In your last collection, you wanted to tell a story about where you were born, Africa. What’s different now with the 2018 spring/summer line?
“Fulfilling All Righteousness” is a continuation of my last collection “Hooligans”; although with a more poetic approach. Emphasis on capturing the zeitgeist of the transition from colonialism to post-colonialism as well as the cultural and social effect on the youth culture in West Africa around the late ’60s to early ’70s. Referencing contemporary African photographers like Malick Sidibe, Seydou Keita, Clic Clac Baby etc. who captured Western influence on the natives. While continuing with my tribute to Afrobeat pioneer Fela Kuti, which can be seen in every collection.
In some way, I feel like it’s also an attempt to reconnect with by cultural upbringing through research while at the same time relating it to my assimilation of Western culture.

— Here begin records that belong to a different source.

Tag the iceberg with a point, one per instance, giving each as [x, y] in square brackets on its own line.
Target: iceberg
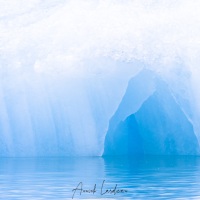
[149, 121]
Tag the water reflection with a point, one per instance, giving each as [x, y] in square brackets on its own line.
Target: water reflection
[143, 178]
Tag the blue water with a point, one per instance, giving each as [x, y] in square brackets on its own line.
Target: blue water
[141, 178]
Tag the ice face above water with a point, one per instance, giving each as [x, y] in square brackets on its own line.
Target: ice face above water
[157, 127]
[69, 76]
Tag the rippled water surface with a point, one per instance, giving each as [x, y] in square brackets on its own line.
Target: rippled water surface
[123, 178]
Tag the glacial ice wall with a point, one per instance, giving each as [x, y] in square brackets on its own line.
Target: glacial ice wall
[65, 67]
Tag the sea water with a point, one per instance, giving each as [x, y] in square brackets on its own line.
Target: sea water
[154, 177]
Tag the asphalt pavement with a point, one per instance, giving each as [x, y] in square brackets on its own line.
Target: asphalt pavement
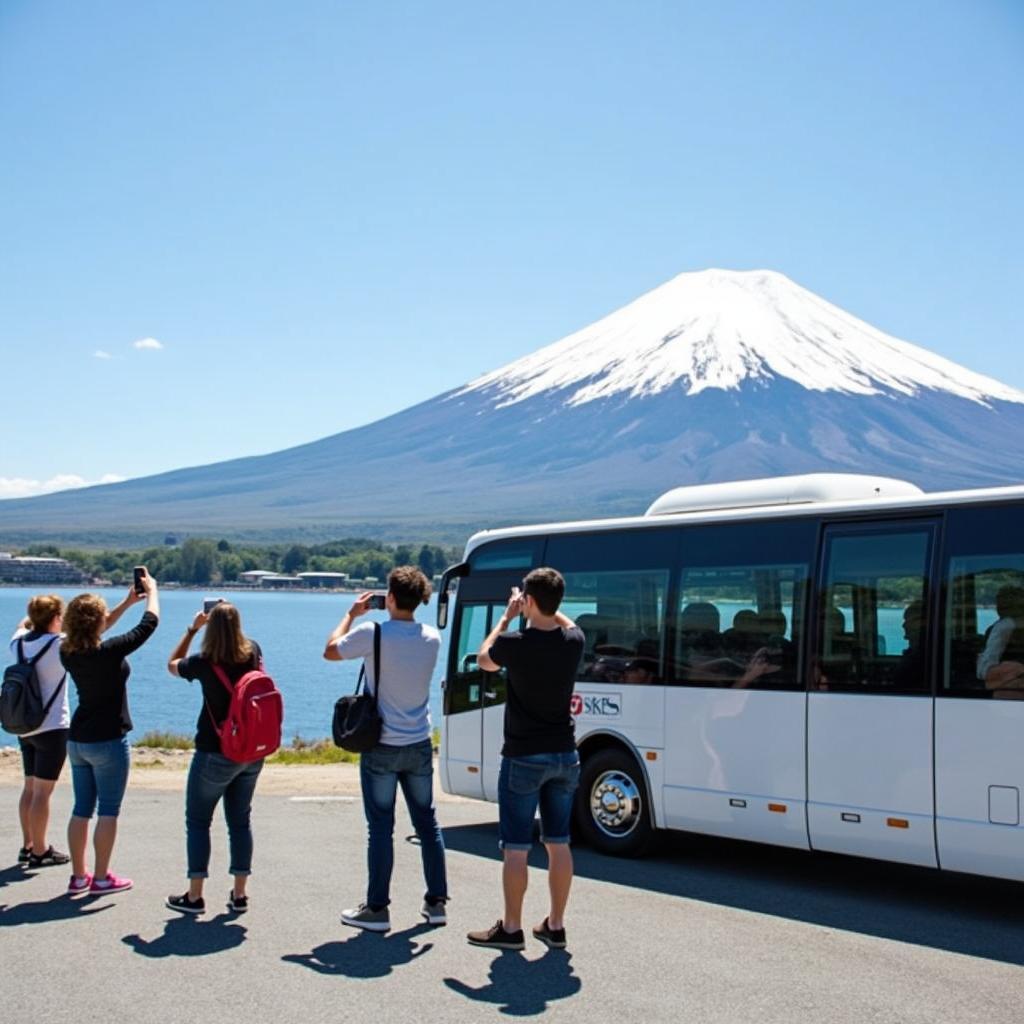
[706, 931]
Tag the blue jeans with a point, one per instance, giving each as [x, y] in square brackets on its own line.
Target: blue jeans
[382, 770]
[210, 777]
[548, 780]
[98, 776]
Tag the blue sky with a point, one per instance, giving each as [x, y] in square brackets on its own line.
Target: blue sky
[325, 212]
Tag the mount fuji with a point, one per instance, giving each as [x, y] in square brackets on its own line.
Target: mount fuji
[714, 376]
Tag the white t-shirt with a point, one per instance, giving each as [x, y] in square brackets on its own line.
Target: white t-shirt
[49, 672]
[409, 653]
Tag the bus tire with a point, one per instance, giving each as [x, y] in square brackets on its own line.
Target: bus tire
[612, 810]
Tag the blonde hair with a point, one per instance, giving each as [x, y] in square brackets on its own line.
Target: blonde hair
[83, 624]
[42, 609]
[223, 642]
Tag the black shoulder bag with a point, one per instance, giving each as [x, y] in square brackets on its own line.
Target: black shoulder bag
[356, 724]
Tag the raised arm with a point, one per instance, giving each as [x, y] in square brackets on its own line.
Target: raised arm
[359, 607]
[181, 650]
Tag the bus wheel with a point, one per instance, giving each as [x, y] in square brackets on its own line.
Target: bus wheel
[611, 805]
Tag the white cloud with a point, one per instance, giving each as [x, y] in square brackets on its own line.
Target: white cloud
[18, 486]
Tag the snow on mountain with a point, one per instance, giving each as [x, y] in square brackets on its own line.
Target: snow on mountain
[716, 329]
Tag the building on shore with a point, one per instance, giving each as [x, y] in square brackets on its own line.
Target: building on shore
[332, 580]
[32, 569]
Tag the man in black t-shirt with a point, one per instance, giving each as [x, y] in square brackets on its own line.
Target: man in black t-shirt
[540, 763]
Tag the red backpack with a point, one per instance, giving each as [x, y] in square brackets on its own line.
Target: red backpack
[252, 727]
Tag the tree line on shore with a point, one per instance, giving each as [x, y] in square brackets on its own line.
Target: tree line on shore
[204, 560]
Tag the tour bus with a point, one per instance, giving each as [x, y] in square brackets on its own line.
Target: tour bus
[828, 662]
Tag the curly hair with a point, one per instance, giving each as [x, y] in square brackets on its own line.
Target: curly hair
[83, 624]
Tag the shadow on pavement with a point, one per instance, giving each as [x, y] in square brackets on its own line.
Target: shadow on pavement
[955, 912]
[367, 954]
[190, 937]
[521, 987]
[59, 908]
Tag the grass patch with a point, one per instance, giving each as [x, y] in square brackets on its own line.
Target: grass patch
[311, 752]
[165, 740]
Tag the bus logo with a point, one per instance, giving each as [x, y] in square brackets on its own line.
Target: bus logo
[600, 705]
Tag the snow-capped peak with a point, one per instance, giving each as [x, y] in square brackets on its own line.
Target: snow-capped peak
[715, 329]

“As soon as you start proving that you know exactly what you’re doing, then you start to see how much advantage it is to being young in the industry.”
In the short time that you’ve generated buzz about your brand, what are some important things you’ve learned about creative control?
Being on top of everything is very important. Regardless of how much “buzz” is being generated, staying focused on the bigger picture while executing your idea the way you envisioned it at first is all that matters.
Established designers today are looking more to the younger generation for inspiration. What do you feel it is about youth culture that’s so fascinating?
It’s all a continuous cycle. We live in a digital age where everything is accessible within seconds. The younger generation see things from a whole different perspective, especially with how fast they consume information, so it is to no surprise established designers take inspiration from current youth culture, same way it was done in the past.
What advice do you have for young designers like yourself trying to break into the fashion?
Research. Research. And more research. I’ll also say take your time and be patient, nothing happens overnight. Learn to say “No.” Not every proposition that’s attractive will work in your favor in the long run. Although I can’t really speak on longevity since I’m relatively new, but it should always be your top priority.